Westminster Cathedral Choir, Martin Baker: Tomás Luis de Victoria – Missa De Beata Maria Virgine · Missa Surge propera · Salve reginaGerade hat Sal Pichireddu die wiederveröffentlichte Praetorius-CD „Christmas Music“ mit dem Knabenchor der Westminster Cathedral als geschmackvolle Weihnachtsmusik empfohlen – da schließe ich mich gern mit einer weiteren, neuen Aufnahme dieses Spitzenensembles an, die ebenfalls bei Hyperion Records erschienen ist.

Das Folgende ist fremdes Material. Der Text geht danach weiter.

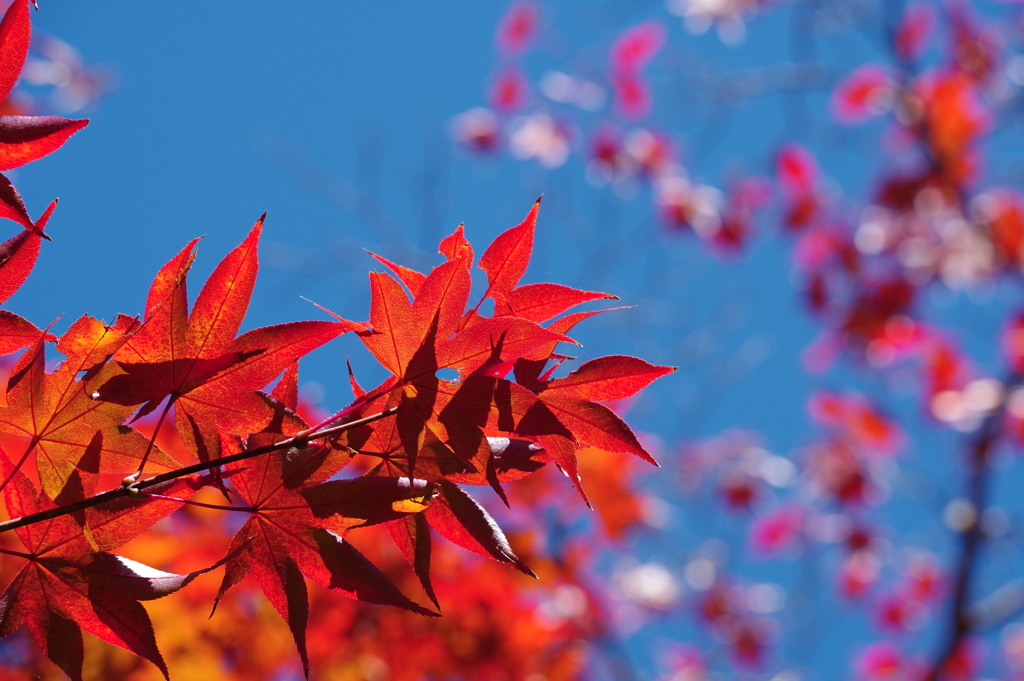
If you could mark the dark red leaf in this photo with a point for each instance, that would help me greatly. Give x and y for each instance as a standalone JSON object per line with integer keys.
{"x": 25, "y": 138}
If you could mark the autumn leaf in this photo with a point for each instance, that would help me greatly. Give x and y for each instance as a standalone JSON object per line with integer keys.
{"x": 195, "y": 359}
{"x": 58, "y": 414}
{"x": 72, "y": 582}
{"x": 296, "y": 525}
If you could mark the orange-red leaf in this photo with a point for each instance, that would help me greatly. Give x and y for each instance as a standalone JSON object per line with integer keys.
{"x": 540, "y": 302}
{"x": 455, "y": 247}
{"x": 17, "y": 257}
{"x": 15, "y": 33}
{"x": 605, "y": 379}
{"x": 25, "y": 138}
{"x": 15, "y": 333}
{"x": 412, "y": 279}
{"x": 460, "y": 519}
{"x": 507, "y": 257}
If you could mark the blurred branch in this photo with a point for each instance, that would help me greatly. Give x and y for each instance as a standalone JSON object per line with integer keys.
{"x": 962, "y": 614}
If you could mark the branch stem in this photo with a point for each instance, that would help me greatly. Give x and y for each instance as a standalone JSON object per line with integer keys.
{"x": 135, "y": 487}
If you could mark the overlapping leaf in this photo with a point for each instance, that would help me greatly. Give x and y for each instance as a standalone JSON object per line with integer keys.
{"x": 23, "y": 138}
{"x": 296, "y": 522}
{"x": 197, "y": 363}
{"x": 72, "y": 582}
{"x": 60, "y": 418}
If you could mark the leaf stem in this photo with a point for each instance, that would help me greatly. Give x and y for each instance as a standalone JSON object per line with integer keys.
{"x": 218, "y": 507}
{"x": 20, "y": 462}
{"x": 135, "y": 487}
{"x": 153, "y": 438}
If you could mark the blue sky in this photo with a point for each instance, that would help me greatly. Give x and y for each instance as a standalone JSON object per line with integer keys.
{"x": 222, "y": 108}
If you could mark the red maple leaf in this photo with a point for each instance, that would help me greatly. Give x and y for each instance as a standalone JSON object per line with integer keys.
{"x": 195, "y": 359}
{"x": 295, "y": 528}
{"x": 72, "y": 582}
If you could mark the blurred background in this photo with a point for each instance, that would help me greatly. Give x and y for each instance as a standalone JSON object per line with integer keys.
{"x": 706, "y": 161}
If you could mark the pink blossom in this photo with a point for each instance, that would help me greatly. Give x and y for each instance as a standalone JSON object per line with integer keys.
{"x": 865, "y": 92}
{"x": 636, "y": 46}
{"x": 775, "y": 531}
{"x": 517, "y": 29}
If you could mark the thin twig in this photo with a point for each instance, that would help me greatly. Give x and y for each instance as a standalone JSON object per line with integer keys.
{"x": 962, "y": 621}
{"x": 134, "y": 487}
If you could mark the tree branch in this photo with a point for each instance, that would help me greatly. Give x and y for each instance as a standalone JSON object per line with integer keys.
{"x": 132, "y": 488}
{"x": 962, "y": 614}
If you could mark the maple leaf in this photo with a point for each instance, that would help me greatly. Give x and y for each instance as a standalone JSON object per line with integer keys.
{"x": 23, "y": 138}
{"x": 72, "y": 582}
{"x": 58, "y": 414}
{"x": 296, "y": 522}
{"x": 416, "y": 339}
{"x": 195, "y": 360}
{"x": 573, "y": 400}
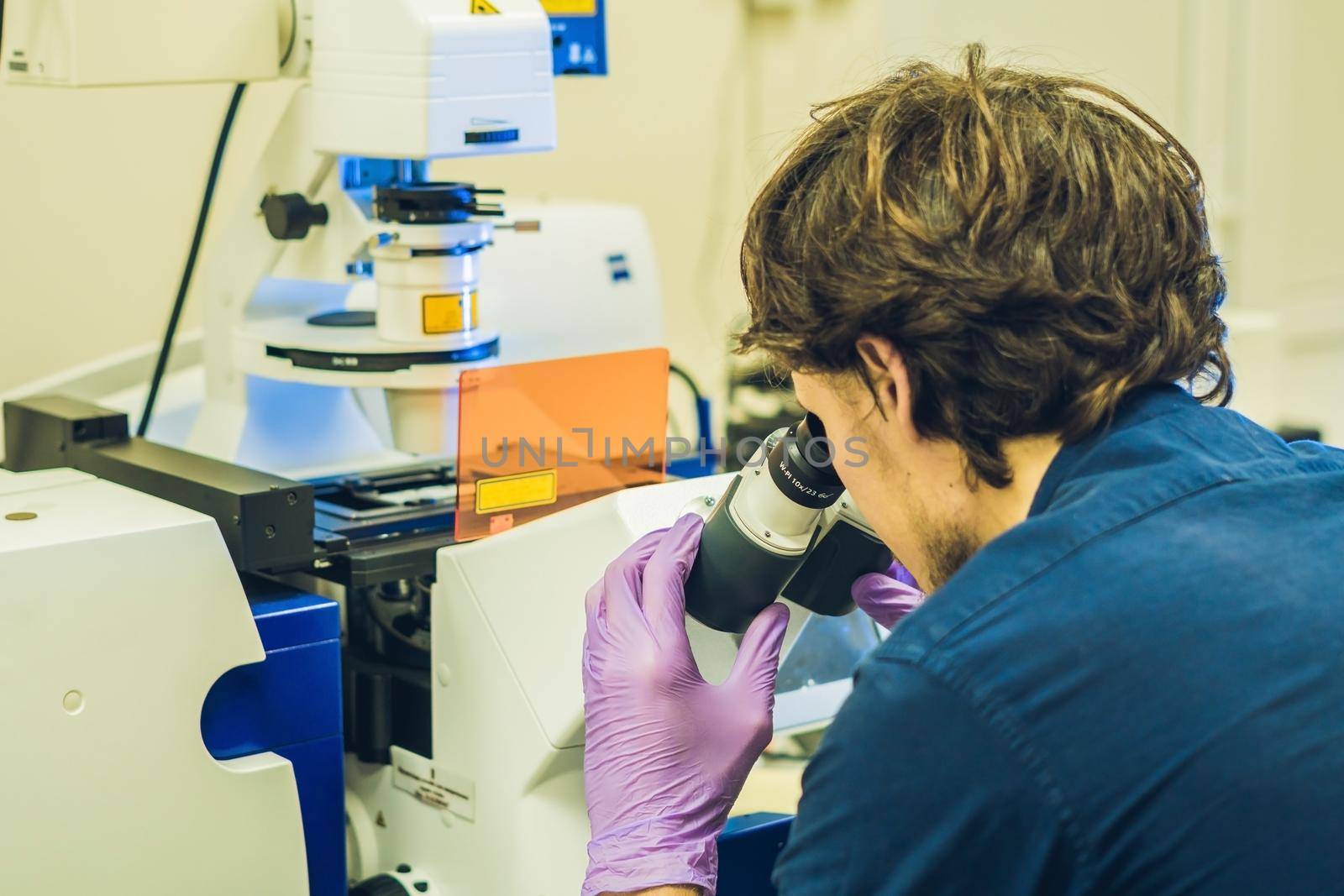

Diese CD ist, theologisch betrachtet, eine perfekte Fortsetzung des Weihnachts-Festkreises und versammelt zwei Marienmessen von Tomás Luis de Victoria, neben der Antiphon „Salve regina“ desselben Meisters und Palestrinas Motette „Surge, propera amica mea, et veni“. Unter der Leitung von Martin Baker setzt der Chor seine Beschäftigung mit dem Werk de Victorias fort und fügt dieser feinen, langen Reihe hörenswerter CDs einen weiteren Titel hinzu, der musikalisch erstklassig, voll spannender Entdeckungen und geistlich nahrhaft ist.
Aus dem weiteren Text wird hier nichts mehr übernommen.